Former Jamaica PM: ‘I Don’t Like Dancehall’

Former Jamaican Prime Minister Edward Seaga

(JAMAICA GLEANER) Former Prime Minister Edward Seaga has made public his distaste for modern dancehall music, which he describes as lacking in substance.

“We seem to be searching, but fruitlessly. After a run of all the different basic rhythms that we have developed, we have cooled off into dancehall. I am not going to say anything disparaging about that except that I don’t like it.

“I am a man that when I think music, I think melody. I think lyrics. I think rhythm, but I see them all together, packaged in one thing, and my basic concept is that if you can’t whistle it, it is not music,” he declared during the recent official reopening of Things Jamaican at Devon House, St Andrew.

Seaga, who is credited with producing Many, Oh (Higgs and Wilson) in 1960, the first Jamaican hit record pressed on vinyl for commercial production, used the occasion to remind the audience of his formula for success, which has stood the test of time.

“I had to recognise that where you begin is not with the concept, but with the material, and the material in music is the tunes. The material is the folk music – and you heard some of it this evening being revived after such a long time – and a new version of Jamaican folk music, which I endorse.”

He was referring to a splendid rendition of mento classics performed by the Rhumbakah band, compromising young men from the Charlemont High School, St Catherine. Their spot-on rendition of favourites such as Sly Mongoose, complemented by their flawless performance of the accompanying age-old dance moves and mastery of instruments, elicited strong applause.

The elder statesman went on to explain that key to the success of the ska era was the bottom-up approach, which, he believes, is a template for development in other spheres of business.

“Once again, I turned my mind to get that music going at a different level, popular level, (because) not any and every Jamaican would be interested in the mento class of music, which the young men played here tonight. And the brand of Jamaican music that evolved, in which I played a part, has become not a sideline music. Not a marginal music, but a mainstream popular music, and it has become that because it has melody, it has rhythm, it has lyrics, and it had Bob Marley.

“Because in whatever you do, you need some stars, and if you don’t have the stars, you don’t have the attraction … . And I have always asked myself, ‘How come we hit the mainstream in the world without going into the level of the people who went to university and who are at the top of the ladder? How come is at the bottom of the ladder we had to start?’ That’s where the genius was!”

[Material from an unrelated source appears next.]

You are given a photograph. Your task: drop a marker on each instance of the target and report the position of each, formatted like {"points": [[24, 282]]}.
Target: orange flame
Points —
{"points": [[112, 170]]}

The former prime minister pointed out that Brand Jamaica was built on the creativity and hard work of ordinary Jamaicans through the avenues of culture and sports, with little support from corporate Jamaica.

“They are the ones who have put Jamaica where Jamaica is. We didn’t get there because of some rich merchant somewhere. We didn’t get there because of banks. They didn’t work with banks. They worked with their hands, but we got there because these people at that level had something to say about the environment in which they lived and to say it creatively, and so Jamaica today is well known.”